In Nepenthes Mensae, a hardscrabble plateau shelters the “starburst” pattern five outspreading arms around a central mound. Haas compares it to 16th- and 17th-century European star forts, referencing Fort Henry in Tennessee as a near duplicate in design. Radial symmetry like this can, in geologic terms, be caused by differential erosion around a resistant central core, with fractures dictating the removal of softer rock. The same patterns have been found in basaltic landscapes on Earth, where jointing and cooling produce polygon or star-shaped boundaries without any human influence.

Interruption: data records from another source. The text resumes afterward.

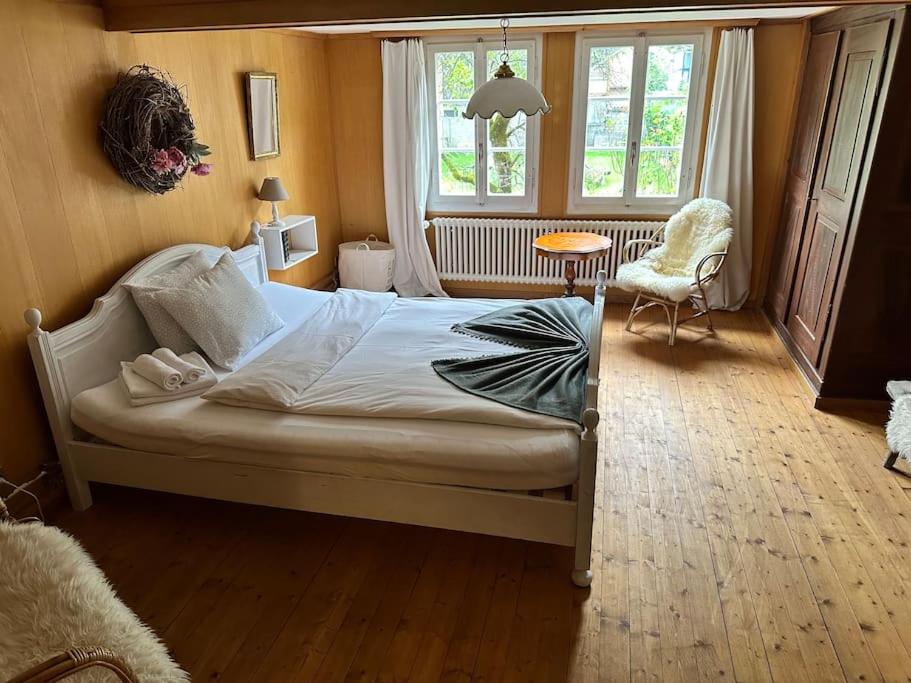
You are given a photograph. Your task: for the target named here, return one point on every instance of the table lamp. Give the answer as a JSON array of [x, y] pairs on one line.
[[273, 191]]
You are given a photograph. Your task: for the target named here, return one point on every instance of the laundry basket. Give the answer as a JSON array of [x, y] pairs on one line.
[[366, 265]]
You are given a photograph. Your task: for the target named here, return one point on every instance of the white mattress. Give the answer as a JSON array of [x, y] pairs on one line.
[[420, 450]]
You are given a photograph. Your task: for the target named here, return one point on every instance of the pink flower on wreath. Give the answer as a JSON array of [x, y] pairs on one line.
[[178, 160], [161, 162]]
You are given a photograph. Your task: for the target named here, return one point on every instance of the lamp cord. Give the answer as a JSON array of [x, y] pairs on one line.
[[504, 56]]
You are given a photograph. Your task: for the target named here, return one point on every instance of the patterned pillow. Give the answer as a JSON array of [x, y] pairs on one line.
[[165, 329], [222, 312]]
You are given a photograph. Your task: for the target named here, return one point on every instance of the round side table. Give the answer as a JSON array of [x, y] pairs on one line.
[[571, 247]]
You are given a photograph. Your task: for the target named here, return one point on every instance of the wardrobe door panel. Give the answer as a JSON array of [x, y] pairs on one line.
[[844, 144], [814, 94]]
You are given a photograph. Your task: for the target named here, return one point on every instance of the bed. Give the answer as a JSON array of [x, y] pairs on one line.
[[485, 478]]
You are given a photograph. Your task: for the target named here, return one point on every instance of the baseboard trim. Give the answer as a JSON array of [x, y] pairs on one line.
[[838, 405]]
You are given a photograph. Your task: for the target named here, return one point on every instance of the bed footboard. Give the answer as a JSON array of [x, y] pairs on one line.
[[588, 446]]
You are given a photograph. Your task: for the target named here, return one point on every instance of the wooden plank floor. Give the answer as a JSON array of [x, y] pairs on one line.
[[739, 535]]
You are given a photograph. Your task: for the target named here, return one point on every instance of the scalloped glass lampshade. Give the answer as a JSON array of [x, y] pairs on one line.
[[507, 95]]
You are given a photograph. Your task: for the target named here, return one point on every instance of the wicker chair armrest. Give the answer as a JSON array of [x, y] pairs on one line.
[[630, 243], [73, 661], [713, 273]]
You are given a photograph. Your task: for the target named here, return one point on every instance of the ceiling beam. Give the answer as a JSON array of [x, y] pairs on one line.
[[177, 15]]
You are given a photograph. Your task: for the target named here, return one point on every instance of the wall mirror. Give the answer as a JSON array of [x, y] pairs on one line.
[[262, 115]]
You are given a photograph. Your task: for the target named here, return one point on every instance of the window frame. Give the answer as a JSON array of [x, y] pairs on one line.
[[629, 203], [482, 201]]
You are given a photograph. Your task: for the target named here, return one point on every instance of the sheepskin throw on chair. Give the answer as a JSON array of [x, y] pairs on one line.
[[56, 599]]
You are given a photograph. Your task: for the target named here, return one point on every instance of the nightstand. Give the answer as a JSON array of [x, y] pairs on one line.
[[289, 244]]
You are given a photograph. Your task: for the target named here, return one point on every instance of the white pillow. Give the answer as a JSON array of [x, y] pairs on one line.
[[222, 312], [164, 328]]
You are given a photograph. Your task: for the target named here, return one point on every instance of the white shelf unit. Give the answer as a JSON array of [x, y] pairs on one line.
[[301, 232]]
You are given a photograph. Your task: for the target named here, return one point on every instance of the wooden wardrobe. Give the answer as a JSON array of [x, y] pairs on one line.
[[840, 287]]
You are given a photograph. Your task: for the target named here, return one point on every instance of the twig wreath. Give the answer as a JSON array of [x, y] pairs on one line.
[[147, 131]]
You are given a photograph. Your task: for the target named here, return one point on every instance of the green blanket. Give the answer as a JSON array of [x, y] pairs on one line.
[[547, 376]]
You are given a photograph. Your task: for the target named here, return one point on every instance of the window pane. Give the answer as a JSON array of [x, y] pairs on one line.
[[506, 138], [610, 76], [454, 75], [667, 87]]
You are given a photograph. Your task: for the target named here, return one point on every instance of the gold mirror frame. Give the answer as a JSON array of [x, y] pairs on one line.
[[276, 130]]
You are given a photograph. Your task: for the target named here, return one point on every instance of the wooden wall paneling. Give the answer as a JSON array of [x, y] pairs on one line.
[[809, 118], [556, 127], [29, 159], [779, 50], [870, 323], [70, 226], [841, 160], [356, 93]]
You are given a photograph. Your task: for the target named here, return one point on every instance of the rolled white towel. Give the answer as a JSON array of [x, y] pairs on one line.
[[188, 371], [157, 372]]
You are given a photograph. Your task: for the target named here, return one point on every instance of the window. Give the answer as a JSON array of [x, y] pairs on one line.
[[480, 165], [637, 104]]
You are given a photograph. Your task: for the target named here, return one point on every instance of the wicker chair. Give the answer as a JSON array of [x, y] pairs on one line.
[[642, 271], [75, 660]]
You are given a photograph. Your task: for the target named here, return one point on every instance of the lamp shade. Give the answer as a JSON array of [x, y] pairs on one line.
[[273, 190], [507, 95]]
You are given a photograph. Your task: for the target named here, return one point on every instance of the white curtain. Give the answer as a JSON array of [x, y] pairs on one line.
[[406, 166], [727, 173]]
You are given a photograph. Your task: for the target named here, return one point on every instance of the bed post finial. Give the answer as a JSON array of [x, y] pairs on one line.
[[33, 320]]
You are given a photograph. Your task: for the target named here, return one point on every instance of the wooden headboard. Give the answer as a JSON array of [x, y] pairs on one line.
[[88, 352]]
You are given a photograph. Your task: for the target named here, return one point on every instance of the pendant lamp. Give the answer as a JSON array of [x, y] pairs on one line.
[[505, 93]]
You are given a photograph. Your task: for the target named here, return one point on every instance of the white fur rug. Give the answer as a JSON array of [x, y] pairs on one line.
[[700, 228], [898, 429], [53, 598]]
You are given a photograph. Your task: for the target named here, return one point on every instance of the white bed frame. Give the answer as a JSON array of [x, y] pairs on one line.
[[88, 352]]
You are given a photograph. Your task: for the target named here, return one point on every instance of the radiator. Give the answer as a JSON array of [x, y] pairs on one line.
[[500, 249]]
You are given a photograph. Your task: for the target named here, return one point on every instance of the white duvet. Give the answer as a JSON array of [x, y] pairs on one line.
[[368, 355]]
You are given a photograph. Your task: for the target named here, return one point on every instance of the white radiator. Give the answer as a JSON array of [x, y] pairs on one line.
[[500, 249]]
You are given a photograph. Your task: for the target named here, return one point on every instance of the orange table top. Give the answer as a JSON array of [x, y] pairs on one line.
[[572, 243]]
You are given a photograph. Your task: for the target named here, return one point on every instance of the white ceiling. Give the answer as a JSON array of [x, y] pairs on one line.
[[733, 14]]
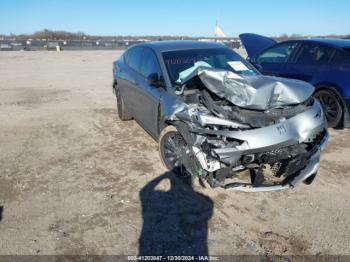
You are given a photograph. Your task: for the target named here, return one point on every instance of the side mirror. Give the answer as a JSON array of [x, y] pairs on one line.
[[155, 80], [251, 60], [259, 67]]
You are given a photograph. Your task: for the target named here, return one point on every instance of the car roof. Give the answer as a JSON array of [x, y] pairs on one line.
[[334, 42], [163, 46]]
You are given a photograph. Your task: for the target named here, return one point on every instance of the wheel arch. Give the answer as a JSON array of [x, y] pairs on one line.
[[345, 122]]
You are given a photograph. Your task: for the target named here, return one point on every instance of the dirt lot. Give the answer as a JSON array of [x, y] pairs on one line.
[[74, 179]]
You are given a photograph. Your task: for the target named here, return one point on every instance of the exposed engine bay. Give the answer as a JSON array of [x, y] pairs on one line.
[[271, 127]]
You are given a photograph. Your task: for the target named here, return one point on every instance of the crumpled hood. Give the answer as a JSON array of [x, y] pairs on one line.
[[253, 92]]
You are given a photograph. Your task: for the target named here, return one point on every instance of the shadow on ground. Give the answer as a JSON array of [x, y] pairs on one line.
[[175, 219]]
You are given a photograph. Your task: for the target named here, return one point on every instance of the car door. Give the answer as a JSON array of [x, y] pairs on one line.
[[131, 79], [310, 61], [273, 60], [148, 95]]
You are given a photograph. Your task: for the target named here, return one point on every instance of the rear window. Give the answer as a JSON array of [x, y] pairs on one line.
[[311, 54], [341, 56], [182, 61], [133, 58]]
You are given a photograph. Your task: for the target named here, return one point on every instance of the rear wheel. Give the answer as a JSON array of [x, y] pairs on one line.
[[331, 106], [123, 113]]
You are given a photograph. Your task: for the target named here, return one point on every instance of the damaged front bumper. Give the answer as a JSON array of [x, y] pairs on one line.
[[303, 136]]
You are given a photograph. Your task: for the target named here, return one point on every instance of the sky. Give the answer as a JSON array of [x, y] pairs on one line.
[[176, 17]]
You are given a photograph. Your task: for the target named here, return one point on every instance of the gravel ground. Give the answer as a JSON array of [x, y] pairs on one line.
[[74, 179]]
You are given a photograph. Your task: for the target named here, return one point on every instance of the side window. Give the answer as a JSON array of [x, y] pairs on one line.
[[341, 57], [311, 54], [277, 54], [150, 63], [134, 58]]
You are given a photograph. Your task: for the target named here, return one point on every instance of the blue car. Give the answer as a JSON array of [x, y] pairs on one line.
[[325, 63]]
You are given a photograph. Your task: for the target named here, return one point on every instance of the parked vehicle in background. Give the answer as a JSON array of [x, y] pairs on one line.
[[214, 115], [325, 63]]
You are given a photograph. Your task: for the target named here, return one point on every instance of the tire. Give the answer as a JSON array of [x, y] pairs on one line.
[[123, 113], [173, 151], [331, 105]]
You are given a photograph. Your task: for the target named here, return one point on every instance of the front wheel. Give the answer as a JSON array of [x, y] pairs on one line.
[[175, 153], [331, 106]]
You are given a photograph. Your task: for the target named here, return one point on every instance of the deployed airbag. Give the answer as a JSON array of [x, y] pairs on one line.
[[256, 92]]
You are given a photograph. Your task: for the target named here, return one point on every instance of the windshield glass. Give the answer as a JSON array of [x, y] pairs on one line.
[[181, 63]]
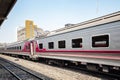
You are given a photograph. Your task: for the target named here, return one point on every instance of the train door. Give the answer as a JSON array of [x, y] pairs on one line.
[[32, 47]]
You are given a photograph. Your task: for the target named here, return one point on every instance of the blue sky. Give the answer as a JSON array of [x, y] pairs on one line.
[[53, 14]]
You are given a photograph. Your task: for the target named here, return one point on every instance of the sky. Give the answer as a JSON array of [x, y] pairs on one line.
[[53, 14]]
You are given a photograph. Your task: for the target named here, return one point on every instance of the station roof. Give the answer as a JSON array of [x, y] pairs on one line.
[[5, 8]]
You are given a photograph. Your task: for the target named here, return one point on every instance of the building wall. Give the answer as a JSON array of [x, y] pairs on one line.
[[29, 31]]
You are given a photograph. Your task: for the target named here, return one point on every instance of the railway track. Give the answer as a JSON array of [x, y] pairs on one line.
[[10, 71]]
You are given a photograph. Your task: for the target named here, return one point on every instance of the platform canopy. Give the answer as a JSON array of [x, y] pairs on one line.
[[5, 8]]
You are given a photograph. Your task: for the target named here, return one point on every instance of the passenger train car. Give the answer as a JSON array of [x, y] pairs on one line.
[[94, 43]]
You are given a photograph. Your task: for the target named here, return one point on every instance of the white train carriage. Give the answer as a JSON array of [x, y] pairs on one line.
[[95, 41]]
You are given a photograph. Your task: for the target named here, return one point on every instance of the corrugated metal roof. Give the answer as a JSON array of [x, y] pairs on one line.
[[5, 8]]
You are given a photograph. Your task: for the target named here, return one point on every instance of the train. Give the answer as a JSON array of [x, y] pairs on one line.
[[94, 43]]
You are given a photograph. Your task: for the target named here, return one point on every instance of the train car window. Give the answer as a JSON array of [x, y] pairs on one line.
[[100, 41], [61, 44], [77, 43], [40, 46], [51, 45]]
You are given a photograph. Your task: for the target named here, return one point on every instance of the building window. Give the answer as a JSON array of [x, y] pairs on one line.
[[41, 46], [51, 45], [61, 44], [100, 41], [77, 43]]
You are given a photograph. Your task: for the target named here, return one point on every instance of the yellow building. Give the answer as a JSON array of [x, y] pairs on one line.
[[29, 31]]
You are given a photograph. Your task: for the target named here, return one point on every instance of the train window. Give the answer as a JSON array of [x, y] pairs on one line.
[[100, 41], [61, 44], [51, 45], [41, 46], [77, 43]]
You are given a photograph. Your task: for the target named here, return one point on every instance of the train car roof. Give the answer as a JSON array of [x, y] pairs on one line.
[[93, 22], [5, 8]]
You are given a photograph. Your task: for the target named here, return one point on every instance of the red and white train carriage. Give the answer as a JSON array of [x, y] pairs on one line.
[[96, 43]]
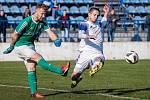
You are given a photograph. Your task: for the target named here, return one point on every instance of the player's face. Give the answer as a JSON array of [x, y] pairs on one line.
[[41, 13], [93, 15]]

These arguments take place in the context of speeding-up Mars exploration. SpaceX’s Starship effort, under Elon Musk’s leadership, plans to send uncrewed missions to the Red Planet as soon as the November–December 2026 launch window. The new Starship Version 3 will be 408 feet high, completely reusable, and dependent upon orbital refueling to transport heavy payloads including, maybe, next-generation imaging systems that can resolve these anomalies at sub-meter scales. Musk has said, We’ll try to make that opportunity, if we get lucky. I think we probably have a 50/50 chance right now.

The scientific community is skeptical. The “Face on Mars” sighting of the 1970s subsequently debunked by higher-resolution images as an eroded mesa reminds us that extraordinary assertions demand extraordinary proof. But the fascination with these structures lingers, driven by the hope that one day high-resolution, in-situ measurements might prove or disprove their man-made nature. While NASA’s Perseverance rover keeps exploring for biosignatures, like the latest analyzed Sapphire Canyon sample with possible organic-mineral textures, the technological equipment to explore Mars’ geometric puzzles is progressively developing.

Whether the keyhole, parrot geoglyph, Sagan pyramids, and starburst are products of ancient builders or the artistry of Martian geology, their study sits at the intersection of planetary science, engineering, and the enduring human drive to find meaning in the patterns of distant worlds.